Oakland License Plate Readings Database

Picking this topic up from the last post, I focused on enriching the data released.  This will allow further exploration of this data.

Lets use our previous schema as our starting point.  The previous post produced a good starting point for the task at hand.  The records from the previous post were stored in a table as shown in Figure 1.

image1

Figure 1 – License plate table readings.

In the previous post, we replaced the actual car license plate (TAG) with a key because of privacy concerns.  This time, we are going to do the same operation for the location information in the table.  Reviewing our model from the last post, our database looks like Figure 2.

image

Figure 2 – Database Model with Tags, our first dimension.

The general idea is to fetch all the tags that show up in the readings table and insert them, no duplicates, into their own table.  To this table (the tag dimension table) we then add a key. Lastly, we take that key and replace all occurrences of said tag in the readings table with its key instead.

Similarly, lets extract a location dimension from the readings data.

Location Dimension

We see that the records provided have location information in the form of latitude and longitude.  For each of these values, we have 6 decimal places.  The more decimals, the more accurate the location provided is.  Here is a very nice overview on latitude and longitude applicable to our task.

From said post, we borrow the information in table 1.

image

Table 1 – Coordinate precision by decimal places and scale.

As we can see, 6 decimal places provides a tag reading with about 4 inches of precision.  This is overkill for this post.  Lets assume that a car usually parks in the vicinity of the driver’s destination.  With 4 decimal places, we have about 33 feet of accuracy.  Lets assume the width of a house or small office to be about 50 feet so 33 feet is still a bit too much.  Using 3 decimal places would give us a location accuracy of 328 feet.  This sounds more sensible to place a car on a map. Keep in mind also that the more accuracy we preserve, the more taxing any calculations are and, in our case, they would not necessarily provide a better output.

Even thou we will use 3 decimal places, we do not want not loose the resolution provided.  Because of this, we are going to keep the original values in the main table and use 3 decimal places in our dimension table.

Location Dimension Creation
  1. Create a new table, name it Dim_Location with the following initial columns: ID, Latitude, Longitude.
  2. Populate this new table with  every unique latitude/longitude combination from the tag readings table.
  3. To the tag readings table, add a new column for location key.
  4. Populate this new column from the location dimension’s ID that corresponds with said coordinates.

image

Figure 3 – Newly created location dimension

Just a few more steps.  Having latitude and longitude in our location dimension allows us to grab a physical address as well.  There are many ways, some free, to do this.  I used the excellent Texas A&M Geo Services.  They have both, free and paid tiers that would fit many enthusiast’s needs.  It takes a while to go thru almost 3 million records on their free tier but, after a few days, we end up with the following populated schema.

image

Figure 4 – Completed location dimension.

Our schema now provides us with a lot more information.  We can see that Oakland pretty much blankets the city scanning for expired tags, etc.  These records spans four years and cover pretty much all of Oakland.

image

Image 1 – Tag readings in Oakland

Breaking down the readings by year, we can see reading activity increase as time goes by.  Maybe it’s a matter of time before a city can scan all the streets in a day.

image

2010

image

2011

image

2012

image

2013

image

2014

Image 2 – Tag readings per year

Lets now pick a day, the most active day to be exact, to see what type of reach a city has. At 21,828 readings, September 9, 2012 comes in at the busiest license plate scanning date we have.  That is a lot of readings in one day.

image

Image 3 – Tags read on September 9, 2012.  Color darkens as as time advances.
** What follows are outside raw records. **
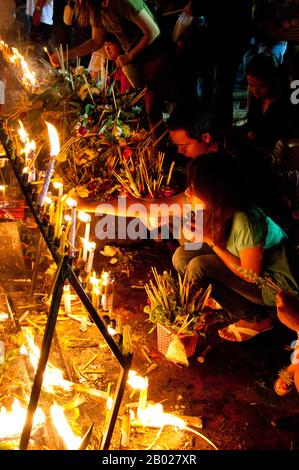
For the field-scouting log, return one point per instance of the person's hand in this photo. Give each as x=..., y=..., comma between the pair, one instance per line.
x=54, y=59
x=37, y=14
x=123, y=59
x=288, y=310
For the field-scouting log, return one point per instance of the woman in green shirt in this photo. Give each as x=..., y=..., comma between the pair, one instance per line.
x=136, y=28
x=236, y=234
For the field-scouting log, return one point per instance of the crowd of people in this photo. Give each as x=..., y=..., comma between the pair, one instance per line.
x=233, y=171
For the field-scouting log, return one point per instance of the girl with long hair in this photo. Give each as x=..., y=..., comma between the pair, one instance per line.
x=136, y=28
x=239, y=239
Lastly, this is a 5 minute increment animation for this date.  It seems that the Oakland Police Department has at least one dedicated patrol car scanning plates on the city.  Most times, you can see two or three covering Oakland.

Image 4 – 24 hour license plate time span in 5 minute increments.
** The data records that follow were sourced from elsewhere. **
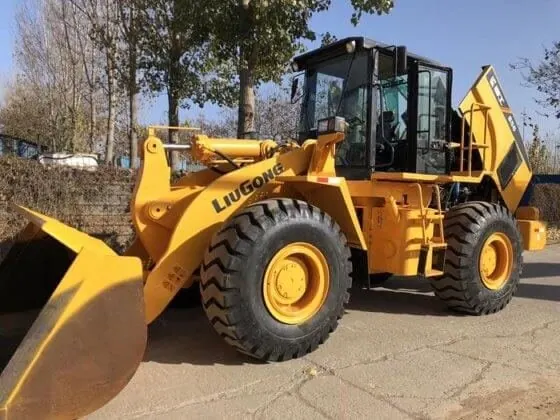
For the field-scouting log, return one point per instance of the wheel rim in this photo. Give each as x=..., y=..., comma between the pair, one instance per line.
x=296, y=283
x=496, y=261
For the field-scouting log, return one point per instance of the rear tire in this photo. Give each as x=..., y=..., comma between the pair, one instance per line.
x=234, y=270
x=468, y=285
Imagine this happening in hundreds of police departments across the US and you have a legit business case in catching cars with expired cars.  Follow Uber by making these scanners cheap and put one in every car and there would be truly nowhere to hide.

City Of Oakland Plate Reader Data

Browsing Hacker News, I recently found out about the City of Oakland releasing almost 3 million records of license plate reader data.  The conversation there is way better than any blurb I could come up with.  However, this is a neat opportunity to mine this data as an academic exercise. 
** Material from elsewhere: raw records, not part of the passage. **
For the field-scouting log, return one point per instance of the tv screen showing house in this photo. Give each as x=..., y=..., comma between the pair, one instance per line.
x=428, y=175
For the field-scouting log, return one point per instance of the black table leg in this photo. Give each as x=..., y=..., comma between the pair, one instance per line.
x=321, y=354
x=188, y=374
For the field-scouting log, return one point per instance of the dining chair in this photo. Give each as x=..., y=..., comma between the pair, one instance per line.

From the source, they are hosting a list of CSV files with various bits of information.  Common to all files, and of critical importance is the date and time of the tag reading and the latitude and longitude of each reading.  Supplemental information as the site of the reading and source of such is often given as well.  Most worrisome is the fact that the data has not been cleansed and includes the actual license tag for each reading instead of some ID.  This would be the first thing to go after for data to be re-shared and used here.

Tools

The only software needed for this post is your database of choice (Oracle here) and a text editor (Notepad++).  Also, Tableau Public is used for visualizations.

Raw Data

As previously mentioned, the data contains, at a minimum: license plate, timestamp and location (latitude and longitude).  Secondary attributes such as source description, site name, etc. are often provided as well, depending of the file. 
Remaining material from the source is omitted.